源頼朝の側近、もちろん「鎌倉殿の13人」の一人に、大江広元(おおえ・ひろもと)という人物がいる。鎌倉市が発行した「鎌倉殿を支えた13人の重臣ガイドブック」を開くと、彼はもともと、京都の朝廷に仕える儒学を専門とする下級貴族の養子で、京都では朝廷の実務官としてキャリアを重ねていたとある。
広元は、頼朝が挙兵すると、養父の縁もあって鎌倉に下向する。その後、幕府の政務処理を行う公文所(くもんじょ)の初代別当(長官)にまでなった。承久の乱(1221年)では、幕府側の勝利に貢献した。公文所はのちに政所(まんどころ)に改められた。
この広元の4男に季光(すえみつ)という人物がいる。彼は広元から、相模国毛利荘(=現在の厚木市)を譲られ、季光は地名にちなんで毛利姓を名乗った。やがて承久の乱で武功を挙げた季光は褒美として、安芸国吉田荘(=現在の安芸高田市)の地頭職を与えられる。

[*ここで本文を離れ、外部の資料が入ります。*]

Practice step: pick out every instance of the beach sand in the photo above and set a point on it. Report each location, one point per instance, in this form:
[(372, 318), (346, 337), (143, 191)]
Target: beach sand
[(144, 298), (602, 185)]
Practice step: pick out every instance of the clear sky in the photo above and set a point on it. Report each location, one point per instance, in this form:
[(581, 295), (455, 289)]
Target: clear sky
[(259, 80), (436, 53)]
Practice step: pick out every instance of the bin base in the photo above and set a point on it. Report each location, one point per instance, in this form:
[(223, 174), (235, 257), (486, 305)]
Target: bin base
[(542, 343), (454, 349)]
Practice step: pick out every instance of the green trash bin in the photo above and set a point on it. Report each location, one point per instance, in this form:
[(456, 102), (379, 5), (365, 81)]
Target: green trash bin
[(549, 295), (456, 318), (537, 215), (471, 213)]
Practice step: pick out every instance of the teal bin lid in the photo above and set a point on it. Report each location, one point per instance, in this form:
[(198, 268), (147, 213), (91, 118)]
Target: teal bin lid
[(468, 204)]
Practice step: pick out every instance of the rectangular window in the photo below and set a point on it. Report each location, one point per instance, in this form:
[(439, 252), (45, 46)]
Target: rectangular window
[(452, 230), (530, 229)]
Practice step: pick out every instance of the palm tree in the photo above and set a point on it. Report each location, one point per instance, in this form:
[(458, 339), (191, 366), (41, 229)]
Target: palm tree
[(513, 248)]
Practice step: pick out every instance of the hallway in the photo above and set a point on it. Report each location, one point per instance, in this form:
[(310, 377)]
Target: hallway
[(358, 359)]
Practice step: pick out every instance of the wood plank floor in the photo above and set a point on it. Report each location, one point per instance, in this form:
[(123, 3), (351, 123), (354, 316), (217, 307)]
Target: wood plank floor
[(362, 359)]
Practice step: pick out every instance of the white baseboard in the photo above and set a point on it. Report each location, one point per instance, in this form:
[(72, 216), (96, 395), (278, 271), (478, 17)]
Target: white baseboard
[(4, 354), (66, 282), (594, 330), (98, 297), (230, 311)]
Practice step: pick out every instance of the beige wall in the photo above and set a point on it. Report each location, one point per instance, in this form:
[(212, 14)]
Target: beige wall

のちに、この吉田荘にある城の城主になったのが戦国時代の知将・毛利元就(もとなり)であった。前回触れた頼朝の墓、そこから70メートルほど行ったところに北条義時の墓もある。さらに階段を上っていくと、薩摩長州二藩が整備した島津忠久、大江広元、毛利季光の墓があった。
今、「薩長両藩で整備した」と書いたが、両藩のエリアは玉垣できちんと区分けされてあり、2列に並んだH字形石段の中腹にある踊り場を経由しないと、隣(他藩)の墓まで行けないようになっている。
頼朝の時代から、薩長はお互いを意識せざるを得ない、気を使う間柄だったんだと思うと、ちょっと頰が緩んだ。